OpenOOD v1.5: Enhanced Benchmark for Out-of-Distribution Detection
Jingyang Zhang, Jingkang Yang, Pengyun Wang, Haoqi Wang, Yueqian Lin, Haoran Zhang, Yiyou Sun, Xuefeng Du, Yixuan Li, Ziwei Liu, Yiran Chen, Hai Li
TL;DR
OpenOOD v1.5 addresses the need for scalable, standardized evaluation in Out-of-Distribution (OOD) detection by extending to large-scale datasets (ImageNet-1K/200) and foundation models (e.g., CLIP, DINOv2) and by introducing full-spectrum OOD detection that couples semantic and covariate shifts. It formalizes OOD via density-based definitions and open space risk, and it defines a rigorous evaluation protocol with near- and far-OOD splits, dedicated validation sets, and disjoint OOD training/test data. The paper provides four standard and two full-spectrum benchmarks, analyzes 40 methods across diverse architectures, and delivers actionable insights such as the broad benefit of data augmentations and the nuanced effects of model architecture and training vs post-hoc approaches. Its findings highlight that no single detector dominates across all settings, that full-spectrum detection remains a challenging open problem, and that foundation models show promise but require detector alignment; collectively, OpenOOD v1.5 supplies a robust, scalable benchmark to accelerate progress in OOD detection. $R_O(f)=\frac{\iint f(x)p_{\mathcal{D}_{OOD}}(x,y)\,dx\,dy}{\iint f(x)p_{\mathcal{D}_{OOD}}(x,y)\,dx\,dy+\iint f(x)p_{\mathcal{D}_{ID}}(x,y)\,dx\,dy}$ expresses the open space risk minimized by OOD detectors.
Abstract
Out-of-Distribution (OOD) detection is critical for the reliable operation of open-world intelligent systems. Despite the emergence of an increasing number of OOD detection methods, the evaluation inconsistencies present challenges for tracking the progress in this field. OpenOOD v1 initiated the unification of the OOD detection evaluation but faced limitations in scalability and scope. In response, this paper presents OpenOOD v1.5, a significant improvement from its predecessor that ensures accurate and standardized evaluation of OOD detection methodologies at large scale.
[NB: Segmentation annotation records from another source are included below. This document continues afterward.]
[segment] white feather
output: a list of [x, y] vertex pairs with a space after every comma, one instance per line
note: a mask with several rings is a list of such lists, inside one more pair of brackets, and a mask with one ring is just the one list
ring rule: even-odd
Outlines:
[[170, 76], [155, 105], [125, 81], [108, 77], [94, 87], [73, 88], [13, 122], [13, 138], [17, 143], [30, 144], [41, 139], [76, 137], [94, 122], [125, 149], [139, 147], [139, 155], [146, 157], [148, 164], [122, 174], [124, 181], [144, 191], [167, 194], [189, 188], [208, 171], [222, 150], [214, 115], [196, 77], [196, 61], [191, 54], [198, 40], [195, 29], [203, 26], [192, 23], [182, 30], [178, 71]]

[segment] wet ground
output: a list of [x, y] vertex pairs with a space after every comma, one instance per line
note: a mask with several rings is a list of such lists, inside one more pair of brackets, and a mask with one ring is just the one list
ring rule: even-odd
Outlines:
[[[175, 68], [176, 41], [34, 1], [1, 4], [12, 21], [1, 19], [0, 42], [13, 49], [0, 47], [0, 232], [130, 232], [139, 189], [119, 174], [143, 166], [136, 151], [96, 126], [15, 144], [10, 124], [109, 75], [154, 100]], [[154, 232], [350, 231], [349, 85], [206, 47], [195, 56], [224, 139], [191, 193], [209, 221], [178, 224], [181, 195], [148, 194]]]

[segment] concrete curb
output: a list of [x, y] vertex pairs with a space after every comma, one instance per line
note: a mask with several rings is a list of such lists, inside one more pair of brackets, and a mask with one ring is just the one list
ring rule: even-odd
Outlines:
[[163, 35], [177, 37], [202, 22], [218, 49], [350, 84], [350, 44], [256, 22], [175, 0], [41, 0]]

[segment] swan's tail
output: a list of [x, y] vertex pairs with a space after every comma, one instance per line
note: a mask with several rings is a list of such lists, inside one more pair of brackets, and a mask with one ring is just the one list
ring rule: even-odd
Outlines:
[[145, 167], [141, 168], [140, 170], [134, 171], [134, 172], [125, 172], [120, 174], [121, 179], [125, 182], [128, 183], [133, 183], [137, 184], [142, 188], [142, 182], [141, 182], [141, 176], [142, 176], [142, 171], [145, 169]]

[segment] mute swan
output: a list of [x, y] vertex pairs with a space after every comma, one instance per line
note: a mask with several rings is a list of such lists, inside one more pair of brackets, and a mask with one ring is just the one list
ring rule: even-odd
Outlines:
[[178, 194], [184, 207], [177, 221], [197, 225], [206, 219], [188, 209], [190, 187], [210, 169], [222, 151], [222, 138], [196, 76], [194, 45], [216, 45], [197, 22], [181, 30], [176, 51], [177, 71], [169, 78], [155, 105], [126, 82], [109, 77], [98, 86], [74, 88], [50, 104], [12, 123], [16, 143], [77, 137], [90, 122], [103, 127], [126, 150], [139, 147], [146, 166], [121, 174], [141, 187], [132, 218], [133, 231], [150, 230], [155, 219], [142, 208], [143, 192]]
Notably, OpenOOD v1.5 extends its evaluation capabilities to large-scale data sets (ImageNet) and foundation models (e.g., CLIP and DINOv2), and expands its scope to investigate full-spectrum OOD detection which considers semantic and covariate distribution shifts at the same time. This work also contributes in-depth analysis and insights derived from comprehensive experimental results, thereby enriching the knowledge pool of OOD detection methodologies. With these enhancements, OpenOOD v1.5 aims to drive advancements and offer a more robust and comprehensive evaluation benchmark for OOD detection research.